CIOCCA D. R.; CUELLO CARRIÓN F. D.; RESTALL C.; ANDERSON R. L.

Cambridge, MA, USA.

Workshop; Workshop on Extracellular Chaperones and their Plasma Antibodies; 2010

Cell Stress Society International

Caveolae are specialized lipid rafts containing caveolin-1 (cav-1) that interact with and regulate several receptors and signalling molecules. Cav-1 is also present in the cytosol, functioning in lipid homeostasis and transport. In a recent study we assessed cav-1 levels in normal breast tissue and breast cancer. We found that cav-1 was not expressed in normal breast luminal epithelium but was present in the epithelial compartment of some tumors. The study revealed no association between cav-1 expression in the epithelial compartment and clinical outcome. However, high levels of cav-1 in the stromal tissue surrounding the tumor, rather than within tumor cells, associated strongly with reduced metastasis and improved survival. Using an animal model, we found that the onset of mammary tumors driven by Her2/neu expression was accelerated in mice lacking cav-1 (Am J Pathol 174:2035, 2009). In addition, immunoprecipitation studies using human breast cancer tissues showed that beta-catenin interacted with HSPB1 (hsp27) and cav-1 (Cell Stress & Chaperones 13:207, 2008). With these supporting data we studied the heat shock protein response in mice lacking stromal cav-l. These mice had mammary-specific expression of Her-2/neu and were bred from cav-1 null mice and from mice transgenic for the MMTV-neu oncogene. In all cases the tumors arising were estrogen receptor alpha and beta negative, and the expression levels of Her2/neu evaluated by immunohistochemistry did not show differences between the cav-1 +/+ (n=8) and the cav-1-/- (n=7) animals.
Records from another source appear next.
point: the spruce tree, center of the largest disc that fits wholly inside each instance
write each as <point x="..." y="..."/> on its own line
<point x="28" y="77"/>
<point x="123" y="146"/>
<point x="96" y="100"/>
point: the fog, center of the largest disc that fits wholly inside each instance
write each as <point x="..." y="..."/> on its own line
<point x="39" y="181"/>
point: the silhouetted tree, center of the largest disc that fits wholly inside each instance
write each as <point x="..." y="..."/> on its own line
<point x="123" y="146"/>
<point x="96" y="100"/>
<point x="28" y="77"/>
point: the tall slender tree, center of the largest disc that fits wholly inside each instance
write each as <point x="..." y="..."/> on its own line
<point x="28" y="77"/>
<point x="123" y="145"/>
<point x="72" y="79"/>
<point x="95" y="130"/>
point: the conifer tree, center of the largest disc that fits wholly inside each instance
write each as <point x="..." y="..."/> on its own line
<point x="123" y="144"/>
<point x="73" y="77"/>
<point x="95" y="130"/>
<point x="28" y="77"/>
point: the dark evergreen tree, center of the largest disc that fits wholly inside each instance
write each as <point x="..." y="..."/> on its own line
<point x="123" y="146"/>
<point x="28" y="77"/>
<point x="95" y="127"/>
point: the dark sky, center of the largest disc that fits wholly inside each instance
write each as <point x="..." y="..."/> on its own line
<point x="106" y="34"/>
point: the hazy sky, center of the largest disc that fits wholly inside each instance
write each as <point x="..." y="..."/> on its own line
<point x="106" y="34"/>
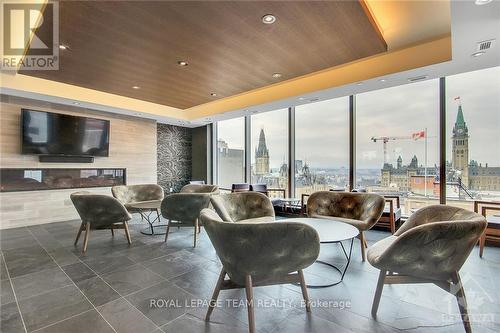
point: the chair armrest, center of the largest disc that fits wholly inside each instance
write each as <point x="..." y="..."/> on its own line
<point x="432" y="251"/>
<point x="184" y="207"/>
<point x="263" y="250"/>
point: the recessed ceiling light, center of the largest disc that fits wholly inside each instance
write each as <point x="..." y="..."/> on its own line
<point x="268" y="19"/>
<point x="418" y="78"/>
<point x="482" y="2"/>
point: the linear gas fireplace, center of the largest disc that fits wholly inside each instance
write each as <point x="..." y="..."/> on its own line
<point x="13" y="180"/>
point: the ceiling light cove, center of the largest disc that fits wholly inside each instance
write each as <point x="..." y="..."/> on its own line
<point x="482" y="2"/>
<point x="268" y="19"/>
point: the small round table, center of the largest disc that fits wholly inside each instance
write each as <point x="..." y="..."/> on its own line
<point x="146" y="209"/>
<point x="331" y="231"/>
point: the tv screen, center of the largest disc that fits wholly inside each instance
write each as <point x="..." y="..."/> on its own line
<point x="47" y="133"/>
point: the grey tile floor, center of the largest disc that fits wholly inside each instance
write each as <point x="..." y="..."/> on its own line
<point x="47" y="285"/>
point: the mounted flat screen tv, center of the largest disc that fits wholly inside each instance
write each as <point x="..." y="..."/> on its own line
<point x="47" y="133"/>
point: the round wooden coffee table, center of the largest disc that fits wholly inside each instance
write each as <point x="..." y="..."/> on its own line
<point x="146" y="209"/>
<point x="331" y="231"/>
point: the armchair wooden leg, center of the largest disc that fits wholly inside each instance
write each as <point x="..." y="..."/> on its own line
<point x="215" y="295"/>
<point x="195" y="231"/>
<point x="378" y="293"/>
<point x="127" y="232"/>
<point x="462" y="302"/>
<point x="303" y="286"/>
<point x="251" y="316"/>
<point x="482" y="241"/>
<point x="168" y="229"/>
<point x="363" y="245"/>
<point x="86" y="239"/>
<point x="82" y="227"/>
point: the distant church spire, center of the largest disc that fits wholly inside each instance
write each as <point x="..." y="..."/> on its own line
<point x="460" y="145"/>
<point x="262" y="155"/>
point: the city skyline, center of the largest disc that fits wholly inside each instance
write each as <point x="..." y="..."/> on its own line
<point x="419" y="102"/>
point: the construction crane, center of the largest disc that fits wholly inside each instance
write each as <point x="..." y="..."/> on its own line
<point x="386" y="139"/>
However, a drastic reduction in the amount of apoptosis was observed in breast tumors from animals lacking cav-1. Bcl-2 was not detected in the tumors and the expression levels of Bax and survivin were not different. In contrast, HSPA (hsp70 detected by mouse MAb BRM22) tumor levels were almost double in the cav-1 -/- animals. On the other hand, HSPB1 tumors levels were significantly lower in the cav-1 -/- mice. The breast tumors from mice lacking of cav-1 showed higher HSPC4 (gp96 or grp94), but no differences in HSPC1 (hsp90), HSPA5 (grp78), HSPD1 (hsp60) were observed. These results show that the presence of cav-1 in the tumor microenvironment modulates the response of specific heat shock proteins as well as tumor development.